Les cas où il était nécessaire d'équiper indépendamment des postes ne sont pas rares. Par exemple, l'unité "Investigations.Info" a noté qu'elle avait dû placer ses positions dans l'ancienne pirogue russe en raison du manque de préparation des nouvelles fortifications.
"Nous construisons une ligne de fortifications depuis 2022, mais elle n'est pas achevée. Les garçons ont été envoyés dans ces fortifications, sachant qu'ils devaient l'être, mais ils n'étaient pas complets. Par conséquent, les gars se sont maintenant retirés dans l'ancienne pirogue russe et y installent leurs positions, puis ils déménageront ici. Nous n'avons pas eu le temps, nos calculs n'ont pas fonctionné, nous devrons les terminer nous-mêmes", a déclaré le soldat.
Certains militaires se sont également plaints de la qualité du travail effectué.
"Quelque part, il y a juste un stand en béton au milieu du terrain. De telles fortifications sont construites à proximité des paliers, sur des hauteurs, afin que vous soyez moins visible. Nous l'avons fait bêtement dans une fosse. Toute l'eau coule à l'intérieur et on ne voit rien", remarque un autre soldat.
Les travaux de construction de lignes de défense dans la région de Kharkiv sont en cours depuis 2022 et se poursuivent encore aujourd'hui. En mai, les journalistes de Slidstva.Info ont passé plusieurs heures à la construction d'un des bastions du peloton. La reconstruction de ces points dans les zones de percée des forces russes s'est poursuivie jusqu'à l'offensive elle-même.
Après que CNN a publié un article dans lequel un membre de la 13e brigade de la Garde nationale affirmait également que les fortifications sur leur site n'étaient pas prêtes, l'unité a publié une déclaration publique niant cette affirmation.
"Il est important pour nous que les informations sur notre unité soient objectives et que les commentaires de nos soldats et commandants ne soient pas compris comme des citations séparées, mais aient un contexte clair et sans ambiguïté", indique le communiqué.

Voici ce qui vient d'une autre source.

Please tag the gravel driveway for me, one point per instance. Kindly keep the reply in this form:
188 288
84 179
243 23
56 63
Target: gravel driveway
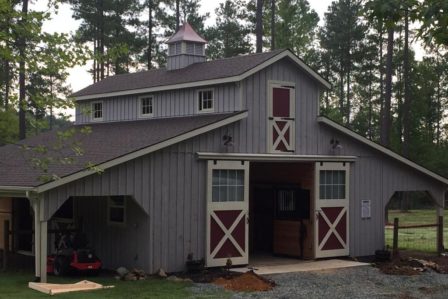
357 282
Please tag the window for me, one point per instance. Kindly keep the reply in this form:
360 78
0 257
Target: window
205 100
332 184
116 210
146 107
227 185
97 110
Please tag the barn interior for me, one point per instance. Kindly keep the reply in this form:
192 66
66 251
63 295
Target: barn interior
280 209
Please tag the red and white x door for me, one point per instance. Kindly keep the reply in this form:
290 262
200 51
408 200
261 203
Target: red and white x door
332 207
281 118
227 213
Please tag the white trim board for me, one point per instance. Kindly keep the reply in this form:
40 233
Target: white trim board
137 154
273 157
237 78
382 149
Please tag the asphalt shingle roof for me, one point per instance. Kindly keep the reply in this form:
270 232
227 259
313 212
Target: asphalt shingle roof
209 70
107 141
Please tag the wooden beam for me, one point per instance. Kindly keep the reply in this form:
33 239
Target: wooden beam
43 250
37 235
5 244
395 238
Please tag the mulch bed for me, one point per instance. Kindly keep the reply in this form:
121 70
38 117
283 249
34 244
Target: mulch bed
239 282
246 282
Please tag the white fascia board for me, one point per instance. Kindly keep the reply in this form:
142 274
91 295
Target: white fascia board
274 157
142 152
16 191
281 55
382 149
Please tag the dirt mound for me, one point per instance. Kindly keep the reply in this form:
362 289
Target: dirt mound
247 282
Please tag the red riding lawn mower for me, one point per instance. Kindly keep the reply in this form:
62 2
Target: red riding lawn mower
73 255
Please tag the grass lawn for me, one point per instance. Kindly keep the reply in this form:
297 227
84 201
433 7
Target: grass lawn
15 285
418 239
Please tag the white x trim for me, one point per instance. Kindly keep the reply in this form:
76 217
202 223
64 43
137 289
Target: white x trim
228 233
332 228
282 133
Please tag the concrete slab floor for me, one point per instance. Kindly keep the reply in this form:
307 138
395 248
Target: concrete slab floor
278 266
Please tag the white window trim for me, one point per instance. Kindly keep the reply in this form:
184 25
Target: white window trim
281 84
140 112
226 205
110 204
92 112
213 101
344 203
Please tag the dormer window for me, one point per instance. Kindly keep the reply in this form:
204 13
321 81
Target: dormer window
205 101
97 111
146 106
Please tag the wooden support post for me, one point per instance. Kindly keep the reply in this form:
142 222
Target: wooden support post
36 208
395 238
5 243
43 251
440 246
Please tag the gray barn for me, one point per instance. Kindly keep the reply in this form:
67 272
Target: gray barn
189 152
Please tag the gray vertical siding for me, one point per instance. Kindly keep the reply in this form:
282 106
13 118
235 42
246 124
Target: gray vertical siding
169 185
169 191
165 104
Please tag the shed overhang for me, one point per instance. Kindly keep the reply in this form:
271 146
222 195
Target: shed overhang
273 157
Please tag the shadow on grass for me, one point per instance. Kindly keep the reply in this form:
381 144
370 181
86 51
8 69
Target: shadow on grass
14 284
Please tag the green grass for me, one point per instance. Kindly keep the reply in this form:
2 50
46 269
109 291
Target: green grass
415 239
15 285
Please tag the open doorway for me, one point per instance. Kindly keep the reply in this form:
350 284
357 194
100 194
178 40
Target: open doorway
280 204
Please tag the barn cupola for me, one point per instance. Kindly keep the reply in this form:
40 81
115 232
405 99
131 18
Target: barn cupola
185 47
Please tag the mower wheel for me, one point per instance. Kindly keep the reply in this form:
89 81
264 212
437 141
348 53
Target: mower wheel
61 266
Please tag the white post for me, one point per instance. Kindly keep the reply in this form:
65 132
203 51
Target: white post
37 232
43 251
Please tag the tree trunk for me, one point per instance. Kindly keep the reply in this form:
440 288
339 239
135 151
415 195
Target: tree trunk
177 14
7 83
348 105
259 27
272 25
407 96
150 4
22 86
341 93
370 114
381 68
386 115
101 41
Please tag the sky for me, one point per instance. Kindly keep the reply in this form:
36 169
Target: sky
62 22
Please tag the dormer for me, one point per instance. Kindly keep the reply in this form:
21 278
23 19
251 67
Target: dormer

Ils ont également tenté d'influencer les informations des journalistes de "Slidstva.Info", qui couvraient le thème des fortifications dans la région de Kharkiv. Il leur a été demandé de supprimer toutes les mentions des combattants concernant des problèmes liés aux fortifications manquantes ou incomplètes. Pendant trois jours, des représentants de différents niveaux ont tenté de « convaincre » les journalistes. Certains d’entre eux ont fait valoir qu’il s’agit d’un sujet politiquement sensible et que la mention de divisions spécifiques pourrait entraîner des pressions d’en haut.
En général, il est difficile d’avoir une idée claire des fortifications de l’oblast de Kharkiv pour plusieurs raisons. Premièrement, la responsabilité est répartie entre différents départements. Par exemple, la responsabilité de la construction de la « première ligne » incombe aux unités des Forces de défense, pour la « deuxième » - aux brigades du génie, et pour la « troisième » - aux administrations militaro-civiles locales. Deuxièmement, il est impossible de recevoir officiellement des informations sur l'état de préparation de la « deuxième ligne » de défense, puisque les forces de soutien prétendent qu'elles peuvent être utiles à l'ennemi.
À l'heure actuelle, les journalistes se trouvent dans une situation où, essayant de couvrir les combats dans la région de Kharkiv, ils doivent soit garder le silence sur la question des fortifications (dont les militaires eux-mêmes leur parlent), soit parler de ces problèmes, au risque une interdiction de travailler dans cette zone et créant des problèmes pour les militaires eux-mêmes, qui dissuadent l'offensive russe là-bas.
De toute façon, tout le monde est perdant. Parce que les problèmes demeurent et que la ligne de front n’avance pas en notre faveur.